Big-box store hearing Monday

City officials said Friday they have no idea how many people will attend Monday’s public hearing on

City officials said Friday they have no idea how many people will attend Monday’s public hearing on Wal-Mart’s draft environmental impact statement on its proposed Supercenter.

The hearing, a midway point in the 45-day public comment period on the voluminous document, is set for 7 p.m. at Gloversville Middle School.

Fulton County Senior Planner Sean Geraghty, adviser to the Gloversville Planning Board, said it is difficult to gauge interest in the hearing because no one has taken the opportunity yet to file written comments with his office. Neither has he received one phone call on the subject, he said.

But, opponents of the project have said they will attend.

One of them, Robert Bordieri, whose standing to comment has been questioned by project advocates because he lives in Montgomery County, said Friday he will attend. He said he is prepared to listen to other speakers at the meeting, but has not decided whether he will offer comment.

Bordieri tried to organize critics of the planned Supercenter and in recent months circulated his list of the top 10 reasons to block the store.

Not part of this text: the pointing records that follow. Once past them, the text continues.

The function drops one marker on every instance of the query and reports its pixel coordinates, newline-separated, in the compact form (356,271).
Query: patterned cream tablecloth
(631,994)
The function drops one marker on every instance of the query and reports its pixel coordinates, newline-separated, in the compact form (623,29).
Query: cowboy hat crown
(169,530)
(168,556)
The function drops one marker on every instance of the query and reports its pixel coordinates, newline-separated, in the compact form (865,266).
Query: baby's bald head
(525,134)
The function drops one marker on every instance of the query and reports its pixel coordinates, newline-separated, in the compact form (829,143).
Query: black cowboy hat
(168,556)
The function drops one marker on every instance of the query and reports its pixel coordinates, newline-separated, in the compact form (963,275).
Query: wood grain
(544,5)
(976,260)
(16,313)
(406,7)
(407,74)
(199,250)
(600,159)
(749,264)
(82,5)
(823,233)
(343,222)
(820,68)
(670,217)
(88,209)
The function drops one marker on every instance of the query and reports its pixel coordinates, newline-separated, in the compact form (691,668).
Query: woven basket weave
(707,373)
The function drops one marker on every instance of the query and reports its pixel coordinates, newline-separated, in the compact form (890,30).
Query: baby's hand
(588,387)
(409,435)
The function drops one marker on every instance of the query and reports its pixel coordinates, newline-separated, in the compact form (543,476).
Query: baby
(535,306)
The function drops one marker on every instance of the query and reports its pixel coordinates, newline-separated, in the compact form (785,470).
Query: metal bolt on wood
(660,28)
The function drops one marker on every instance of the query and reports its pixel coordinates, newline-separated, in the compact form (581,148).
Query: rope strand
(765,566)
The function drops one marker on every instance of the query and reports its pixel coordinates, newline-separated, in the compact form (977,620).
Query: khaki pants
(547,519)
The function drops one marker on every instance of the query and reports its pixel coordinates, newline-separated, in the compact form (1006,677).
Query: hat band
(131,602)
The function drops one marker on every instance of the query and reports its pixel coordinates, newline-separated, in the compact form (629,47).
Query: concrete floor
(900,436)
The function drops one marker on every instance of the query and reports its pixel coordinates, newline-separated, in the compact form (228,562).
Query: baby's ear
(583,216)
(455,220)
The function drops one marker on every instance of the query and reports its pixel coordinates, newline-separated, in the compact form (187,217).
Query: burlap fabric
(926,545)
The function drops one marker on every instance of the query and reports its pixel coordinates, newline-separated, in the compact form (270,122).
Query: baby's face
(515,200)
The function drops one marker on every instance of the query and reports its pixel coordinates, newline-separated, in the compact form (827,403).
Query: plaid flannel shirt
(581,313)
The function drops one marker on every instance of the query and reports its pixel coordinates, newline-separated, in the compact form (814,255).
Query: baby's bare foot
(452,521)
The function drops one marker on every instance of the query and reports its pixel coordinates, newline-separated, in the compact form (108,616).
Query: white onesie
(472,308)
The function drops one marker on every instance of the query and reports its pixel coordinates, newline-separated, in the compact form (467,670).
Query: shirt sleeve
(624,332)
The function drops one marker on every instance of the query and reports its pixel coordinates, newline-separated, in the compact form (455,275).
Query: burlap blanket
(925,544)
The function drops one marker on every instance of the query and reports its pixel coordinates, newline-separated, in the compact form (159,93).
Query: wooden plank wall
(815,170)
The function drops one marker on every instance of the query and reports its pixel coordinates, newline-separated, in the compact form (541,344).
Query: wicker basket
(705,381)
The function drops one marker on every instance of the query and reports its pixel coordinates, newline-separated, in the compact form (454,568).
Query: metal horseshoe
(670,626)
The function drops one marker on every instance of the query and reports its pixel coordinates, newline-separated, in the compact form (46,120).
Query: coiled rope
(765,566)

He said Friday his views continue to be shaped by concerns over the impact of the store on the existing business community, the destruction of what is now about 40 acres of green space on South Kingsboro Avenue Extension and the creation of traffic flow problems in the store’s vicinity.

Geraghty said he would like to remind those attending Monday that the hearing is not a forum on whether people “love or hate Wal-Mart. It’s an opportunity to comment on the mitigative measures proposed. I’m not sure everybody understands that,” Geraghty said.

The Planning Board is the lead agency on the project, which city officials are still optimistic can be completed in time for the store to open before Christmas 2009.

Wal-Mart consultants revised their original draft environmental impact statement after addressing questions from the Planning Board.

The major issues cited by the board include handling of storm water and its effect on a nearby stream, traffic control and road alterations and mitigation of light generated in and around the store.

The entire document may be reviewed online by clicking the link on the city Web site — It is available in hard copy at City Hall, the Gloversville Public Library, Johnstown Town Hall and the Fulton County Office Building.

A stenographic record will be made Monday night. Public comments will be reviewed by the board as it moves toward approving a final impact statement. Geraghty has said that could happen by the end of summer, a development that allows other agencies and government entities to review issues within their respective areas.